This morning as I was watching the news on the CBS affiliate out of Albany, I saw a commercial for a car dealership. Now, this is a major dealership that’s been in business for decades. This is a major broadcasting station. This is a major market, a real city, not a jumped-up town, but a city, estimated population of 100,000 souls, roughly 1/3 the size of Pittsburgh, PA.

So I was a little surprised to see this commercial. It was the dealership’s owner in a tech tee shirt and a pair of shorts and sneakers, standing in front of an SUV talking about how great the new model is. He misspoke a couple times; at one point he tried to open the back door to show the interior, but the back door was locked. So he yanked on it, and it didn’t open. The camera shook, and the front end of the SUV was cut out of the shot.

It was, in short, a bad commercial. But it’s this guy’s work. More than that, it’s his business. And I couldn’t help but think, you know, it doesn’t have to be a massive production, with professional actors and Spielberg behind the camera… but you’d think, as a business owner and operator, he’d at least want it to be… you know… decent.

This parallels our life and work in the church. Too often, we let ourselves get by with just enough. Doing just enough of something to be able to check the box: done, completely, fulfilled the bare minimum required to say I did it.

Whatever your hand finds to do, do with your might; for there is no work or thought or knowledge or wisdom in Sheol, to which you are going. ((Ecclesiastes 9:10, NRSV))

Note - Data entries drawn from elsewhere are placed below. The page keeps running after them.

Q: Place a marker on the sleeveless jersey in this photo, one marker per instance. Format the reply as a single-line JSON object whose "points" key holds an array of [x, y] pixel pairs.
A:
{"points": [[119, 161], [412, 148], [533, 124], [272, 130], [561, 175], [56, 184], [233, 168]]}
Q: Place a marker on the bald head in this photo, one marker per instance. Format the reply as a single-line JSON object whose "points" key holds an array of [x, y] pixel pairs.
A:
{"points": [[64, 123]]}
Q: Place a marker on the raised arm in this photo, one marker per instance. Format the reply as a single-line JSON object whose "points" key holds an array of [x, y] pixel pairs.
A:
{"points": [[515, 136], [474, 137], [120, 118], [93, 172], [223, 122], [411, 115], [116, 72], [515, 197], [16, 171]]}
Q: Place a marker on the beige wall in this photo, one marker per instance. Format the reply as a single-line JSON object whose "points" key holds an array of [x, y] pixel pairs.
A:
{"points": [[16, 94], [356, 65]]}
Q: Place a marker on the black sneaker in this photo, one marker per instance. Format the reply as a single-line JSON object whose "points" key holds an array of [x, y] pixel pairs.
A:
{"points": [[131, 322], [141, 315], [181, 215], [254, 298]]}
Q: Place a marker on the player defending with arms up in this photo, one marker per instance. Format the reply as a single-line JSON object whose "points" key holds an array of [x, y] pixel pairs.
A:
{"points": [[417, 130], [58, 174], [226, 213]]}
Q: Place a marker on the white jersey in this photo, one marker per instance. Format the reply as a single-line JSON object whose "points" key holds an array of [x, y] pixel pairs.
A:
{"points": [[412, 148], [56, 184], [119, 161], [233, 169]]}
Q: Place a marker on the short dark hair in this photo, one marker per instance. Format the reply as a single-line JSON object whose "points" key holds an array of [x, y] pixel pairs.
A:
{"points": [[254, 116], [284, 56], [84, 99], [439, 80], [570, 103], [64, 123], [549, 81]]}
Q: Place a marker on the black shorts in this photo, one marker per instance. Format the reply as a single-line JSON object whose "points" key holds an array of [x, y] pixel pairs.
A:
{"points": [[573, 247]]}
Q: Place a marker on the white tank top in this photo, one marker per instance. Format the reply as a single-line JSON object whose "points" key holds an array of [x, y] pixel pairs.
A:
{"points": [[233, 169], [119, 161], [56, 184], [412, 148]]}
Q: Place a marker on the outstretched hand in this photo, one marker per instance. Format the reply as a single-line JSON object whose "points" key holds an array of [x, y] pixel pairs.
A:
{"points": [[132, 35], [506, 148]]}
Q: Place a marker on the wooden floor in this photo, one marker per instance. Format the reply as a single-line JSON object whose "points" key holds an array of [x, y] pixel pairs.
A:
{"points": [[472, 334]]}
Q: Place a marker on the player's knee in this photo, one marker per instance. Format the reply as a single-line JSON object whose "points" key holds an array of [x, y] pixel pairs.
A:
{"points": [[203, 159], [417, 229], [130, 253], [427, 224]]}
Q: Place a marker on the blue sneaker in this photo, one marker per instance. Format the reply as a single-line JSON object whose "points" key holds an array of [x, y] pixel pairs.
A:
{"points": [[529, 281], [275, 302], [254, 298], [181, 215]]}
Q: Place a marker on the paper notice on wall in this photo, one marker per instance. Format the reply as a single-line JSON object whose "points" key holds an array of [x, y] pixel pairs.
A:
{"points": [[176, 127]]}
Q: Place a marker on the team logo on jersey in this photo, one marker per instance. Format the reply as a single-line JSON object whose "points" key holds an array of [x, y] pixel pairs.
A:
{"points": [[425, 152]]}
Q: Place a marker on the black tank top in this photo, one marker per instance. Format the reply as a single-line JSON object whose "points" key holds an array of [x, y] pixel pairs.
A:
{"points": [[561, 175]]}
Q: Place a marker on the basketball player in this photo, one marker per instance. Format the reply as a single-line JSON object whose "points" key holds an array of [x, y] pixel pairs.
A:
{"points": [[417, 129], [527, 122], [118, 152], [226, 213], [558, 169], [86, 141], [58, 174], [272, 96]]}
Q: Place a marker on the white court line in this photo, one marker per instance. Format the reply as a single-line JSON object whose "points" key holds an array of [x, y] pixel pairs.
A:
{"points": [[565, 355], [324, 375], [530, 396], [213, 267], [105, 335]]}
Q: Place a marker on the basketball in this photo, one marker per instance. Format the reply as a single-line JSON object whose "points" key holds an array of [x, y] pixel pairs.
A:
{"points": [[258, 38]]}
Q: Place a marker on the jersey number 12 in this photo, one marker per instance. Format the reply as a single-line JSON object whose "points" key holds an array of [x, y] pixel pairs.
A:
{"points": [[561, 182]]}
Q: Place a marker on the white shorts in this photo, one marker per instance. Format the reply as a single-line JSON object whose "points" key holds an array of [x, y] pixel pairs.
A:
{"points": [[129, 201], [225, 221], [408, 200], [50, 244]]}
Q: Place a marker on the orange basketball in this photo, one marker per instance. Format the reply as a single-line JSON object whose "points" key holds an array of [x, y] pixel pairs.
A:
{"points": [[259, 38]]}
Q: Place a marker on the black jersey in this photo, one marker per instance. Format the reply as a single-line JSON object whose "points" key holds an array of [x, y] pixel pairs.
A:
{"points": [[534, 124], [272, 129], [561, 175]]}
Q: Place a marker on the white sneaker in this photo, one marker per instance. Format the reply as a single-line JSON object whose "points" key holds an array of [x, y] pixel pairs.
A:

There’s a quote that’s attributed to John Wesley, though there doesn’t seem to be any evidence that he actually said it; still it’s a good quote:

I set myself on fire and people come to watch me burn.

Or, at it is sometimes written:

Light yourself on fire with passion and people will come from miles to watch you burn.

The work of the church, the collective noun, that is to say “I am the church, you are the church, we are the church together,” is to light ourselves so on fire with passion that people will not only come to watch us burn but to become ignited themselves. This Holy Spirit thing is powerful business! It’s catching!

But a fire can’t catch if it’s never lit.

Too often I think we stand outside the SUVs of our comfortable churches, and speak a Gospel but leave the doors of the car locked so that it’s hard to get others to get in. It’s easy to downplay this lack of faith, because that’s really what it is, a lack of faith in the transforming power of the Gospel, but Wesley didn’t say, or isn’t claimed to have said, light yourself on fire and people will come to burn, but that people will come to watch him, you me, we, together, burn. From that point it’s the movement of the Holy Spirit. If we can allow ourselves to burn, hot, bright, publicly, with a passion that can’t be missed, the Spirit can take over from there.

But no one is going to warm up to a fire they never see burning in the first place.